- The battle of San Carlos: Part of the Chilean War of Independence
| Date | 15 May 1813 |
| Location | San Carlos near Chillán, Chile |
| Result | Patriot victory |

Belligerents
- Chilean patriots: Royalists

Commanders and leaders
- José Miguel Carrera: Juan Francisco Sánchez

Strength
- 4,036: 6,000

Casualties and losses
- 100 killed: 70 killed

= Battle of San Carlos (May 1813) =

The battle of San Carlos occurred on 15 May 1813, during the War of Chilean Independence.

==Background==

In May 1813, the Royalist forces, under the command of Juan Francisco Sánchez were retreating to their stronghold of Chillán. The Royalist army's situation during the retreat was desperate; their baggage train had advanced significantly ahead of the main force to avoid being attacked, and the rearguard were almost without supplies. In these circumstances, the patriot commander, Jose Miguel Carrera could potentially have just avoided battle by instead advancing along the left bank of the Ñuble river and have occupied Chillán without a fight.

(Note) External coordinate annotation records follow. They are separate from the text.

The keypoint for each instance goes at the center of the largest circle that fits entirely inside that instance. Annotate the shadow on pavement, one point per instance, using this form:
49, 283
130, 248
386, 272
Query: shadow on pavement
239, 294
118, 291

Instead he chose to intercept the Royalist army directly on the outskirts of San Carlos, Chile.

==The battle==

Carrera placed his infantry in the centre of his force, using his cavalry to flank the enemy positions, avoiding the Royalist artillery. Unfortunately, the patriot infantry appear to have been ordered to mount a sudden bayonet charge; they received a full volley from the Royalist guns, broke formation and fled from the field. Unsupported, the cavalry attacks also dispersed. Juan Mackenna brought up a fresh division later in the day, but could not make much impact on the Royalist infantry. By nightfall, the patriots had dispersed completely, and on the following morning neither Carrera nor Mackenna had any units left to continue the attack.

==Aftermath==

Carrera's failure to achieve a decisive victory at San Carlos, Chile resulted in the Siege of Chillan later that year; the siege, held in mid-winter, was a disaster both for the patriots and for Carrera personally, ultimately leading to his dismissal from office.